The government will not hesitate to take any form of action to defend the country's sovereignty in its legal battle over a territorial claim related to Sabah, including suing the funder and eight Filipinos who claim to be the heirs of the Sultanate of Sulu.
The government will also ensure the parties concerned pay all costs incurred by Malaysia as a result of the claim, said Minister in the Prime Minister's Department (Law and Institutional Reform) Azalina Othman Said.
She said the government has reason to believe that the claim was financially motivated and funded by litigation funders not based in Asia.
"We are now seeing a movement that is more towards an element to make money and we know that litigation funders will take 25 to 30% of the amount (claims). And that is why I want to issue a reminder that this is a very serious attack against the country's sovereignty.
"It is not seen from an element involving arms, but an element to bankrupt Malaysia with an award amounting to US$15 billion," she told the media at the World Trade Centre in Kuala Lumpur today.
Azalina said the Malaysian government will fully oppose any movement and action seen as taking advantage and without following international legal procedures.
She said the government has identified the litigation funder, who she added is a well-known company and based out of Asia. Further action is being taken regarding the matter, she added.
On the Paris Court of Appeal's decision yesterday, Azalina said although it was a "partial award", it was still important considering that the Court of Appeal judge referred to the most important essence of why Malaysia opposed the claim.
"The Malaysian government has been very consistent in saying that the 1878 Agreement does not exist in international arbitration... The cessation of payments is a historical relationship in which payments are made as a consolation.
"The payments by Malaysia stopped due to the violence in Lahad Datu in 2013. If the violence had not happened, the payments might have continued. This shows that the facts presented by Malaysia are very consistent. The decision of the French Court confirms that the arbitration clause does not actually exist," she said.

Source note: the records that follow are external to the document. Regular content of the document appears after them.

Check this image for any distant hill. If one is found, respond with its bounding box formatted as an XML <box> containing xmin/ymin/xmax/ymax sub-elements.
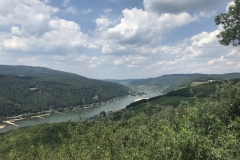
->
<box><xmin>111</xmin><ymin>73</ymin><xmax>240</xmax><ymax>93</ymax></box>
<box><xmin>0</xmin><ymin>65</ymin><xmax>129</xmax><ymax>120</ymax></box>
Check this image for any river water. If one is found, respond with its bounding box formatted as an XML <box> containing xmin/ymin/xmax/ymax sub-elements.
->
<box><xmin>0</xmin><ymin>92</ymin><xmax>159</xmax><ymax>133</ymax></box>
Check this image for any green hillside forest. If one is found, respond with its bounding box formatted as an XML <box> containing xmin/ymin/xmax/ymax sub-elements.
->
<box><xmin>0</xmin><ymin>65</ymin><xmax>132</xmax><ymax>121</ymax></box>
<box><xmin>116</xmin><ymin>73</ymin><xmax>240</xmax><ymax>93</ymax></box>
<box><xmin>0</xmin><ymin>80</ymin><xmax>240</xmax><ymax>160</ymax></box>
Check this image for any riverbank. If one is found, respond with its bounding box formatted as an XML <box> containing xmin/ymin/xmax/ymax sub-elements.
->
<box><xmin>0</xmin><ymin>95</ymin><xmax>131</xmax><ymax>129</ymax></box>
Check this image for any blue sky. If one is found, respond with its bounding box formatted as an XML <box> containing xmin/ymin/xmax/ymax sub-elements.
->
<box><xmin>0</xmin><ymin>0</ymin><xmax>240</xmax><ymax>79</ymax></box>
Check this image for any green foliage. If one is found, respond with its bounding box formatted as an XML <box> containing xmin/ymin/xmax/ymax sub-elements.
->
<box><xmin>124</xmin><ymin>73</ymin><xmax>240</xmax><ymax>93</ymax></box>
<box><xmin>0</xmin><ymin>65</ymin><xmax>129</xmax><ymax>121</ymax></box>
<box><xmin>0</xmin><ymin>81</ymin><xmax>240</xmax><ymax>160</ymax></box>
<box><xmin>215</xmin><ymin>0</ymin><xmax>240</xmax><ymax>46</ymax></box>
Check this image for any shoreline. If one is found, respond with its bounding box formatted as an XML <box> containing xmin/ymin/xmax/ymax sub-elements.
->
<box><xmin>0</xmin><ymin>95</ymin><xmax>131</xmax><ymax>130</ymax></box>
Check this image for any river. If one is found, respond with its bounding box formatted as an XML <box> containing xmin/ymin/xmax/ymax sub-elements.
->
<box><xmin>0</xmin><ymin>92</ymin><xmax>159</xmax><ymax>133</ymax></box>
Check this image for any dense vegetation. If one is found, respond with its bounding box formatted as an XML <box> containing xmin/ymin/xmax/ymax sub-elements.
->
<box><xmin>215</xmin><ymin>0</ymin><xmax>240</xmax><ymax>46</ymax></box>
<box><xmin>0</xmin><ymin>81</ymin><xmax>240</xmax><ymax>160</ymax></box>
<box><xmin>0</xmin><ymin>65</ymin><xmax>129</xmax><ymax>120</ymax></box>
<box><xmin>117</xmin><ymin>73</ymin><xmax>240</xmax><ymax>93</ymax></box>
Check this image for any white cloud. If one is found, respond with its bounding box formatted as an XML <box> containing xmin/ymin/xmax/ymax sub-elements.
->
<box><xmin>95</xmin><ymin>8</ymin><xmax>196</xmax><ymax>53</ymax></box>
<box><xmin>65</xmin><ymin>7</ymin><xmax>77</xmax><ymax>14</ymax></box>
<box><xmin>103</xmin><ymin>8</ymin><xmax>112</xmax><ymax>13</ymax></box>
<box><xmin>63</xmin><ymin>0</ymin><xmax>70</xmax><ymax>7</ymax></box>
<box><xmin>143</xmin><ymin>0</ymin><xmax>231</xmax><ymax>14</ymax></box>
<box><xmin>82</xmin><ymin>8</ymin><xmax>92</xmax><ymax>14</ymax></box>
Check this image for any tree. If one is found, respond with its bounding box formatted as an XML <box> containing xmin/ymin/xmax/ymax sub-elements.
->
<box><xmin>215</xmin><ymin>0</ymin><xmax>240</xmax><ymax>46</ymax></box>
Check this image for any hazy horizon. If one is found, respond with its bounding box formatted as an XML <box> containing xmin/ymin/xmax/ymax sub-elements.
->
<box><xmin>0</xmin><ymin>0</ymin><xmax>240</xmax><ymax>80</ymax></box>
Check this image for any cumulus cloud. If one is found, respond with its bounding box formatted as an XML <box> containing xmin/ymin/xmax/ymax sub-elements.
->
<box><xmin>82</xmin><ymin>8</ymin><xmax>92</xmax><ymax>14</ymax></box>
<box><xmin>95</xmin><ymin>8</ymin><xmax>196</xmax><ymax>53</ymax></box>
<box><xmin>143</xmin><ymin>0</ymin><xmax>231</xmax><ymax>14</ymax></box>
<box><xmin>0</xmin><ymin>0</ymin><xmax>95</xmax><ymax>54</ymax></box>
<box><xmin>65</xmin><ymin>7</ymin><xmax>77</xmax><ymax>14</ymax></box>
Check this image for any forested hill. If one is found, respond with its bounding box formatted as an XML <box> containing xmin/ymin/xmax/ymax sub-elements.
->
<box><xmin>0</xmin><ymin>65</ymin><xmax>129</xmax><ymax>120</ymax></box>
<box><xmin>118</xmin><ymin>73</ymin><xmax>240</xmax><ymax>93</ymax></box>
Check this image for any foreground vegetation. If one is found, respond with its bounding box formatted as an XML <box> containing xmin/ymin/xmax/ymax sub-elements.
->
<box><xmin>0</xmin><ymin>82</ymin><xmax>240</xmax><ymax>160</ymax></box>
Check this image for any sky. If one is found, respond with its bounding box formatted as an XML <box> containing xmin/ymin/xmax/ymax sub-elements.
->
<box><xmin>0</xmin><ymin>0</ymin><xmax>240</xmax><ymax>79</ymax></box>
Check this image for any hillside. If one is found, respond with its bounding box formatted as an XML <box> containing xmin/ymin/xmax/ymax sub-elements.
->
<box><xmin>115</xmin><ymin>73</ymin><xmax>240</xmax><ymax>93</ymax></box>
<box><xmin>0</xmin><ymin>79</ymin><xmax>240</xmax><ymax>160</ymax></box>
<box><xmin>0</xmin><ymin>65</ymin><xmax>129</xmax><ymax>120</ymax></box>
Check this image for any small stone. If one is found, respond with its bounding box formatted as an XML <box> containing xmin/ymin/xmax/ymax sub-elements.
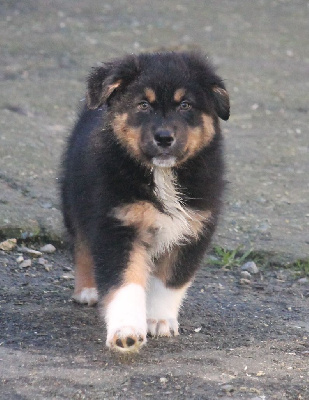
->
<box><xmin>20</xmin><ymin>259</ymin><xmax>32</xmax><ymax>268</ymax></box>
<box><xmin>221</xmin><ymin>384</ymin><xmax>235</xmax><ymax>393</ymax></box>
<box><xmin>240</xmin><ymin>271</ymin><xmax>251</xmax><ymax>279</ymax></box>
<box><xmin>0</xmin><ymin>239</ymin><xmax>17</xmax><ymax>251</ymax></box>
<box><xmin>239</xmin><ymin>278</ymin><xmax>251</xmax><ymax>285</ymax></box>
<box><xmin>40</xmin><ymin>244</ymin><xmax>56</xmax><ymax>254</ymax></box>
<box><xmin>61</xmin><ymin>274</ymin><xmax>74</xmax><ymax>281</ymax></box>
<box><xmin>18</xmin><ymin>246</ymin><xmax>42</xmax><ymax>258</ymax></box>
<box><xmin>241</xmin><ymin>261</ymin><xmax>260</xmax><ymax>274</ymax></box>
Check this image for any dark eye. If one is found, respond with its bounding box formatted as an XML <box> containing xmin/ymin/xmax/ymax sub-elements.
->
<box><xmin>137</xmin><ymin>101</ymin><xmax>150</xmax><ymax>111</ymax></box>
<box><xmin>179</xmin><ymin>100</ymin><xmax>192</xmax><ymax>111</ymax></box>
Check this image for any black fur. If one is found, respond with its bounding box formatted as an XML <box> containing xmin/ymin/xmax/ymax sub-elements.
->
<box><xmin>61</xmin><ymin>52</ymin><xmax>229</xmax><ymax>294</ymax></box>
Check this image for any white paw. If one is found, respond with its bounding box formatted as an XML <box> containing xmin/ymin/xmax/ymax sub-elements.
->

The Paris Court of Appeal yesterday upheld Malaysia's challenge against the partial award rendered on May 25, 2020 by Dr Gonzalo Stampa in the case filed by eight citizens of the Philippines, who are purported heirs of the long-defunct Sultan of Sulu.
The group claiming to be heirs of the Sulu Sultanate was reported to have taken legal action in the Spanish Court to seek compensation for land in Sabah, which was allegedly leased by their ancestors to a British trading company in 1878.
They then took the matter to the Spanish arbitrator in 2019 and the purported arbitrator, Stampa, who was appointed by the group of individuals, decided in their (the claimants') favour.
Stampa had issued a final award of US$14.9 billion (RM62.59 billion) against Malaysia and Malaysia had used all legal remedies to annul the award given by Stampa to claimants in courts in Spain, France, Luxembourg and the Netherlands.
On March 14 this year, the Paris Court of Appeal upheld the stay order obtained by the Malaysian government in France on July 12, 2022, against the enforcement of the award.
Therefore, the suspension order obtained by Malaysia regarding the enforcement of the award is maintained.